Un fait objectif : le nombre de jeunes hommes entrant au séminaire et qui sont ordonnés prêtres ne suit pas l’augmentation générale du nombre de catholiques baptisés. Nulle part.
Pas même en Afrique, où pourtant certaines personnes voudraient nous faire croire que la situation n’est pas si aigüe. Et où ces personnes pensent qu’une Eglise africaine « riche en vocations » est en train de devenir la protagoniste d’une « évangélisation en retour » des Eglises largement sécularisées, établies en Europe et ailleurs dans le monde développé.
Ces gens-là ont tort, et profondément tort.
Le dernier annuaire statistique du Vatican montre qu’il y a en Afrique actuellement un peu plus de 5000 catholiques pour chaque prêtre. La situation est pire en Amérique latine, où le ratio monte jusqu’à 7000 (catholiques par prêtre).
Ces chiffres sont à comparer à ceux de l’Europe, d’Amérique du nord et d’Océanie où les statistiques montrent qu’il y a environ 2000 catholiques pour chaque prêtre.
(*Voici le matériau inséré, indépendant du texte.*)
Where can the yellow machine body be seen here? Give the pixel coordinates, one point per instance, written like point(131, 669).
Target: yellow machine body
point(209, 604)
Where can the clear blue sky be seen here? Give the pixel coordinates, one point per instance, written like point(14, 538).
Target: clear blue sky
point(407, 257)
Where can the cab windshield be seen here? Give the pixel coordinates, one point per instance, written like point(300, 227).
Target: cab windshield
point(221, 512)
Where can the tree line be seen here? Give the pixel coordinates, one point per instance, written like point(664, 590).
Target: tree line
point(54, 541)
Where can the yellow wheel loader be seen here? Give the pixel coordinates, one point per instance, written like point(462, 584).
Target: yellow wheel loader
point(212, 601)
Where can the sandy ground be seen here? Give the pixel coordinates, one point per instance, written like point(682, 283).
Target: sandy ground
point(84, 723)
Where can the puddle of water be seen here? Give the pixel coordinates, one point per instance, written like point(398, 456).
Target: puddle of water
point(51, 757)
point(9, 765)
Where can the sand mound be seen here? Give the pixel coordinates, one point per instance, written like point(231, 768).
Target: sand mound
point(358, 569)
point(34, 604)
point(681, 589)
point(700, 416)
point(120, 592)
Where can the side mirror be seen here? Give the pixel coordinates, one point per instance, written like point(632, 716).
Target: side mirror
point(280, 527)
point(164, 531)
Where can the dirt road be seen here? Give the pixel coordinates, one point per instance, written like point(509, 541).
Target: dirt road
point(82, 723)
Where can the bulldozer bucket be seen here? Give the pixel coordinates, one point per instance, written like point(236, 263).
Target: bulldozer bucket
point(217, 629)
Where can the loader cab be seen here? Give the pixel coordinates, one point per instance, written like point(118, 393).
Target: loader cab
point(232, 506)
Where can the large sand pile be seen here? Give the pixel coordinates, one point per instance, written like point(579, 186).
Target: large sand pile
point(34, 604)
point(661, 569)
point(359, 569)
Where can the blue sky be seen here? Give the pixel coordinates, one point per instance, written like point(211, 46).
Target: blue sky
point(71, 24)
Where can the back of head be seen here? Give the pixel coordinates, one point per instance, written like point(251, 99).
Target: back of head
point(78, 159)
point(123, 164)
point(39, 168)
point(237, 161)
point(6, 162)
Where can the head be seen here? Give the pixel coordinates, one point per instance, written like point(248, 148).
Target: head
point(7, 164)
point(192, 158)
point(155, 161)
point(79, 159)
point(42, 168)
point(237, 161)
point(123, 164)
Il y a un certain nombre de mesures qui peuvent être prises pour réduire ces écarts.
La mesure la plus simple à envisager en ce moment, pour des raisons historiques et pratiques, serait de changer les critères d’admission aux ordres en étendant le nombre de candidats et en incluant les hommes mariés à la maturité avérée, les viri probati comme on les nomme.
Mais la majorité des conférences épiscopales ont été réticentes à explorer cette option en dépit des encouragements apportés en ce sens aussi bien par Paul VI que par le pape François.
Les évêques ont opté pour une solution plus simple : importer des prêtres de pays où ils pensent qu’il y a une surabondance de vocations. Ce faisant, ces évêques alimentent le mythe énoncé plus haut.
Il y a les difficultés d’adaptation des prêtres ainsi « importés » et les conséquences de ces difficultés sur leur ministère, et sur les baptisés qu’ils ont à administrer…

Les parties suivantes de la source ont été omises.